Mi análisis pretende ir mucho más allá de la opinión crítica acerca de la actuación profesional de una colega, que no dudo pretendió aliviar la tensión emocional de una niña. Incluso puedo pensar que la información que le proporcionó correspondía a una estrategia de psicología inversa que, en lugar de ser un refuerzo hacia la demanda de la niña, pretendiera presentarle todas y cada una de las barreras administrativas que suponía su demanda, aunque la muchacha lo entendiera como una gran puerta abierta por la que podría cumplir su inminente deseo.

Este caso, que brevemente he presentado, me ha hecho pensar en qué laxos son los límites de nuestros comportamientos, nuestros valores y nuestra ética en la actualidad. Tengo la impresión de que estamos inmersos en una sociedad indefinida. La honradez sigue considerándose un valor positivo, pero socialmente se acepta el ser condescendiente en algunos casos, los cuales no se calificarán como “tan graves”. La opinión general es que “todos, en determinada posición, también seríamos corruptos”. Se escucha mucho aquello de que “el que no roba es porque no puede”, refiriéndose a los representantes sociales. Y, por lo tanto, las corruptelas de bajo nivel se juzgan con benevolencia. No tenemos más que recordar las pocas dimisiones que se dan en España si nos comparamos con otros países europeos.

Y ¿cómo llamamos ahora a las mentiras?
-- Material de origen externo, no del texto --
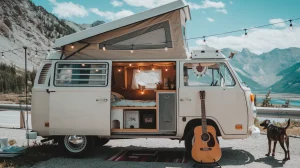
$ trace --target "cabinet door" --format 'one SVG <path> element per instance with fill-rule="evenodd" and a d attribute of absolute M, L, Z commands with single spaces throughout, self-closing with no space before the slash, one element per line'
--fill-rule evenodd
<path fill-rule="evenodd" d="M 176 130 L 175 93 L 159 93 L 159 130 Z"/>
Ya no hay mentiras, ahora lo que se lleva es la posverdad. Si sigo pensando, podré encontrar cientos de ejemplos en los que ya como sociedad difuminamos los límites para que quepa cualquier conducta, línea de pensamiento en cualquier espacio. A nivel político, prácticamente ya no existe la derecha y la izquierda. Son tantos los matices y calificativos que se les ha añadido a estos conceptos que cualquier persona se puede identificar con cualquier partido y de hecho los políticos de profesión se pueden cambiar de agrupación política sin tener que “cambiarse de chaqueta”.

¡No! No me he perdido en mi disertación, aunque lo parezca. Este cambio social hacia la indefinición está afectando al indivíduo en lo más íntimo y profundo. Afecta a nuestros niños y jóvenes hasta el punto de creer que la identidad sexual es algo cambiable y modificable al antojo de las circunstancias o de la etapa de la vida en la que nos encontremos.
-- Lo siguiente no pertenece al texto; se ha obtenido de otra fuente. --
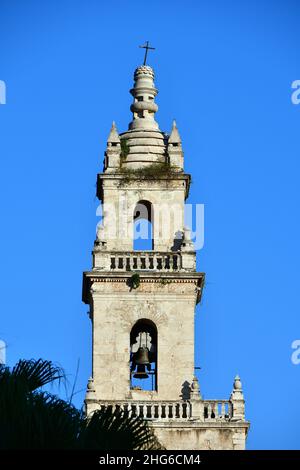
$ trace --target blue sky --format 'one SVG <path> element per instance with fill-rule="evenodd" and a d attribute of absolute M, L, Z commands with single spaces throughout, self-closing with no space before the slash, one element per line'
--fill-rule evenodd
<path fill-rule="evenodd" d="M 239 373 L 249 449 L 300 448 L 300 79 L 296 1 L 0 2 L 1 323 L 7 360 L 44 357 L 80 406 L 91 370 L 81 302 L 91 266 L 95 182 L 111 122 L 131 120 L 128 93 L 145 40 L 157 120 L 176 118 L 205 204 L 206 272 L 196 312 L 202 394 L 226 398 Z M 60 391 L 64 396 L 63 389 Z"/>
Como sociedad adulta, les estamos mostrando a las nuevas generaciones, un mundo en que los cambios no tienen consecuencias. Solo les presentamos la primera parte de la ecuación, dejando al azar el resultado final. Parece que siempre estemos reforzando el premio inmediato y que si, luego, no nos gusta, podremos volver a cambiar nuestra opción y la realidad, no siempre es así.

En el ejemplo que he expuesto, desde la solvencia que me dan los diecisiete años que he ejercido como sexóloga y que me permiten claramente distinguir cuándo nos enfrentamos a un caso de disforia de género (transexualidad), a una conducta de dudas hacia la propia orientación sexual o a una etapa de dolor emocional y rechazo hacia un hecho que no desearía tener que soportar, echo de menos algo más de profundidad en la atención a la demanda que presentó esa niña. Los psicólogos clínicos, además de profesionales de la salud, deberíamos asumir el papel de referentes sociales, con toda la responsabilidad que eso implicaría.

Por ello:

Creo que debemos volver a encontrar, tanto a nivel social como individual, los puntos cardinales que marcan las principales direcciones de nuestros valores y minimizar las medias tintas.